Install 1/8″ pine shims on the ends of the top rails in the same fashion as the bottom rail again making sure to keep them out of the way of your attachment screws. On the side of the top rail measure back 1 ½” from the end of the top rail and 5/8″ down from the top of the rail. Mark that point on both sides of the top of the rail. On the bottom of the top rail measure back 1 ½” from the end and 5/8″ up from the bottom and mark those points on both sides of the bottom of the top rail. These four positions are the drill points for your attachment screws. At each position, on a 45° angle, using a ½” bit, countersink a 3/8″ hole. Change bits to a 3/16″ x 4″ masonry bit and keeping the 45° angle, pilot drill into the newel post. Install (4) ¼” x 3 1/4″ stainless steel square drive or torx drive deck screws. Caulk all screw holes. DO NOT USE HAMMER DRILLS ON RAILS. For rails between columns use the same techniques after you have cut and dressed the ends of the rails to the desired radii to fit the column. If you are fitting a base around the column at the height of the rail it is suggested that you split the base and fit the base around the rail at the split. Again caulk all screw holes.

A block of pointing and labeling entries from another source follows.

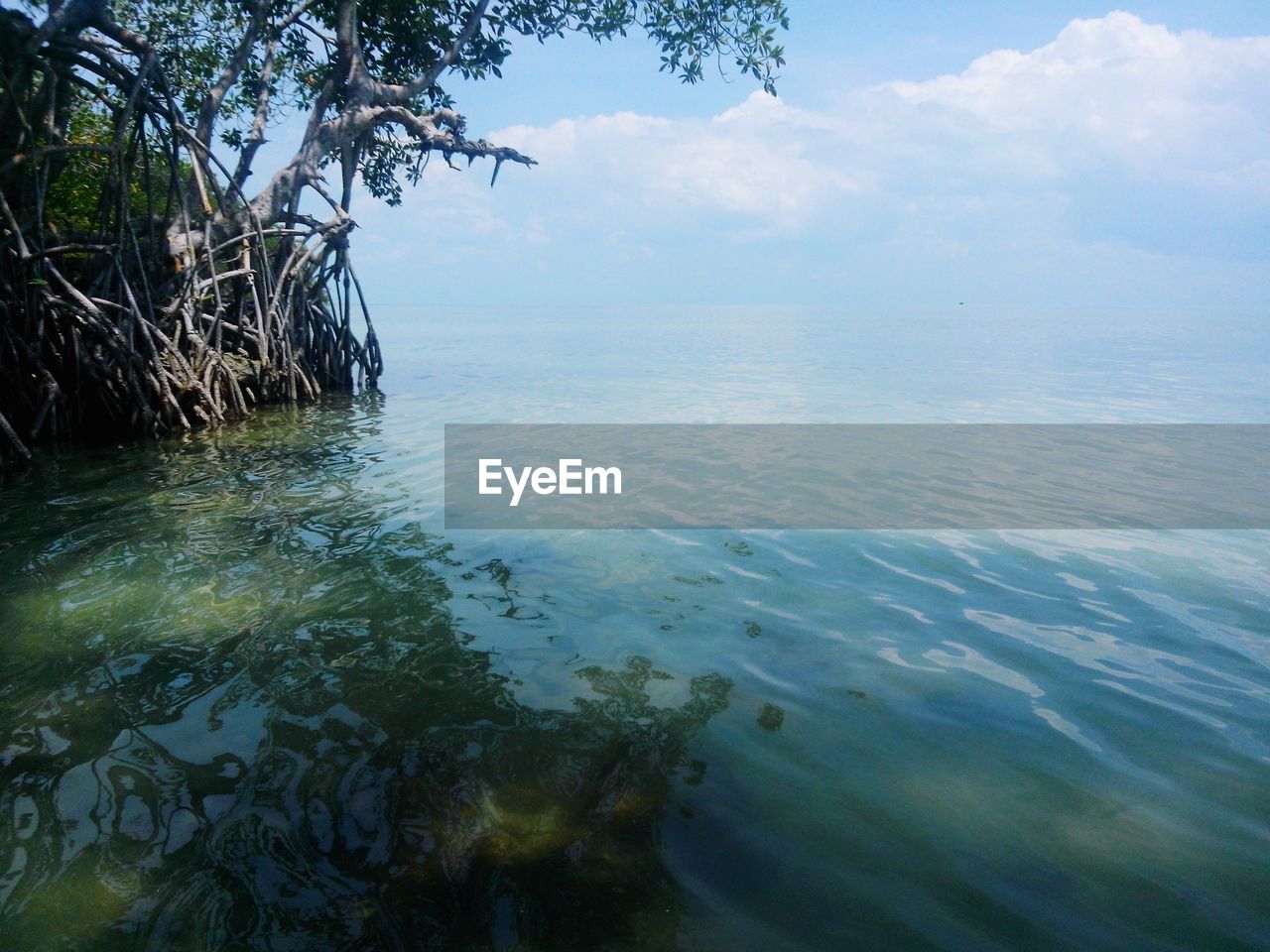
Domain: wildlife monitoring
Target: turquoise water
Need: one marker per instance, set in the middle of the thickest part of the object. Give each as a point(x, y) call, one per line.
point(253, 694)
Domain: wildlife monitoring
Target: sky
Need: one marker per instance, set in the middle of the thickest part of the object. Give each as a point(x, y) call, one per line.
point(919, 155)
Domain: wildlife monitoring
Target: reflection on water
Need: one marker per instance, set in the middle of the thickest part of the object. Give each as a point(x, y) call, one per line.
point(252, 696)
point(267, 729)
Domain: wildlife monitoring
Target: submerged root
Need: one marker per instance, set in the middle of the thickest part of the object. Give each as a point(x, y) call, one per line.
point(121, 309)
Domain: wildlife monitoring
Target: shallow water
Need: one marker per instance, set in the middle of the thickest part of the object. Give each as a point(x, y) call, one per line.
point(252, 694)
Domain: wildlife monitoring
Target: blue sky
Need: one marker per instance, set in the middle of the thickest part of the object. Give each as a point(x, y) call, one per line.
point(919, 155)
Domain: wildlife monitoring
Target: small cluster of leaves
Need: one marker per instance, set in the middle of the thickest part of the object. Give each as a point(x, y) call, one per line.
point(403, 39)
point(75, 202)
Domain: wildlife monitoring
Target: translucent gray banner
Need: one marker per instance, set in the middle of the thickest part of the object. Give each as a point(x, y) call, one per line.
point(903, 476)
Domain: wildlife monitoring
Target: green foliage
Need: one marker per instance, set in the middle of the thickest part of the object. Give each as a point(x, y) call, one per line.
point(84, 194)
point(403, 39)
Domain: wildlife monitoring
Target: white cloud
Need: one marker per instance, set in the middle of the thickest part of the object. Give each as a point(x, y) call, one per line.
point(1112, 95)
point(1115, 89)
point(1119, 162)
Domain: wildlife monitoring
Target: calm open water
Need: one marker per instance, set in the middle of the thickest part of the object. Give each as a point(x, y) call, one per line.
point(253, 697)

Standard Stair Installation
- Use the same installation procedures outlined above, but DO NOT strap these sections together. Also you must offset the 1″ rail holes slightly from the layout lines to prevent the balusters from sliding down the rail during installation (see illustration I).
- Stair balusters have a 5″ tall top and bottom square section. This taller section gives you more material to cut the baluster to the pitch of the stairs. Find the shortest baluster (due to material shrinkage during manufacturing). Cut the proper stair pitch angle on the top and the bottom of this baluster(see illustration H). Cut this template so that the baluster is as long as possible. Use this baluster as the template to cut the remaining balusters for the stairs.
- When you cut these balusters you will cut off the top of the CPVC guide pins running through the baluster. To replace those pins simply cut 1/2″ CPVC pipe to an appropriate length, bevel one end (like you would sharpen a pencil) then drive the new piece into the old piece remaining in the baluster. These pins will then fit into your rail holes.
Radius Stairs to a Newel Post with Round Column
- Make sure you have the proper rail in the proper position. You must identify the left and right rails and the top and bottom rails. They are not interchangeable.
- Fit the bottom rails between the newel posts or columns. Follow the same installation instructions. Please note however the balusters will have compound miters top and bottom according to your individual requirement.
- Set the column back enough to accommodate the newel post. If you do not have enough space for a full newel post you must split the newel post and fit it to the available. Screw the newel post to the column using the techniques described above. You will also split the base of the column and cut it to fit the newel post.
Final Instructions – After All Sections Are Completed
- Mix Sacrete with very little water, and pour and tamp this mixture no more than 6″ up from the bottom of each newel post. Do not allow rain to pool inside the newel post during construction, and before the newel cap is installed. If water collects inside the newel post, or if the concrete mixture is too wet, freezing weather may cause the newel post to crack.
- Attach the newel post cap to the newel post using 3M 5200 adhesive.
- Remove all pine shims.
- Lightly sand all surfaces of the balustrade with fine sandpaper to remove mold release agents and to prepare the surface of the balustrade for painting.
- Wash the balustrade system thoroughly with Simple Green Cleaner to remove dirt and sanding dust.
- Prime and finish paint with two coats of Sherwin Williams Duration Paint following paint manufacturer’s instructions.
- Caulk all joints and bondo any screw holes.
- Caulk the tops and bottoms of all balusters; the ends of the top and bottom rails at the newel posts.